Anti-LKM3 autoantibodies, either alone or in conjunction with anti-LKM1, are also detected in approximately 5%-10% of patients with AIH-2[15,199]. In addition to signals obtained from liver and kidney tissues, anti-LKM3 may present with fluorescence signals from the pancreas, adrenal gland, thyroid and stomach. Anti-LKM3 autoantibodies were first reported in 13%-15% of patients with chronic hepatitis D[201] and only occasionally in HCV patients, supporting further the concept of HCV-induced autoimmunity[193,202,203]. The main autoantigen of anti-LKM3 has been identified as the family 1 of UDP-glucuronosyl-transferases (UGT1, molecular weight of 55 kDa) both in AIH-2 and in chronic hepatitis D[199].

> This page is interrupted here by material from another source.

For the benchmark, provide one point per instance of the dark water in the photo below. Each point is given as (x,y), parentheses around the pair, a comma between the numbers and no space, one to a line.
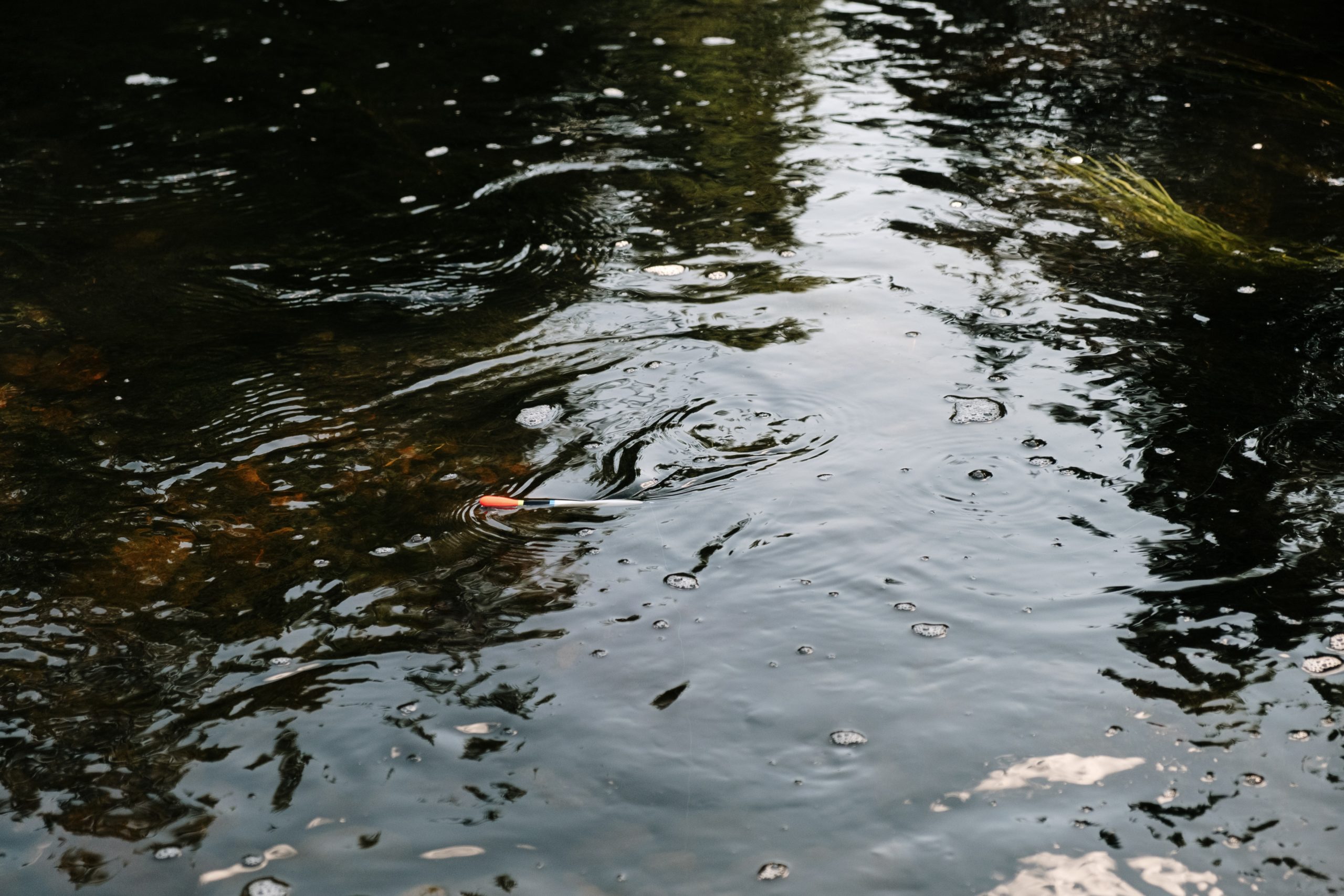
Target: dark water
(280,279)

In approximately a third of patients with AIH-2, anti-LC1 autoantibodies are detected[1-3,8,13,16,204], in half of whom anti-LKM1 reactivity is also present[205,206]. This autoantibody is organ-specific but not species-specific and is characterized by a cytoplasmic staining of the periportal hepatocytes. It is of interest that no staining is found around the central veins[16,204]. In 10% of AIH patients this autoantibody is detected as the only one autoantibody[16,188]. It recognizes FTCD, a metabolic enzyme involved in metabolism of folate (molecular weight of 58-62 kDa)[207]. Multiple regions of FTCD trigger the LC1 autoimmune response and LC1 reactivity is predominantly directed to the FT region of FTCD[208]. Additional techniques like the Ouchterlony double diffusion, ELISA, immunoblot or counter-immunoelectrophoresis are usually required for anti-LC1 detection as its common concurrence with anti-LKM1 makes anti-LC1 detection by IIF difficult[1-3,8,16,204-206]. Titers of > 1:20 in adults and > 1:5 in children are considered positive for both anti-LKM and anti-LC1[1-3,6,7,12,13].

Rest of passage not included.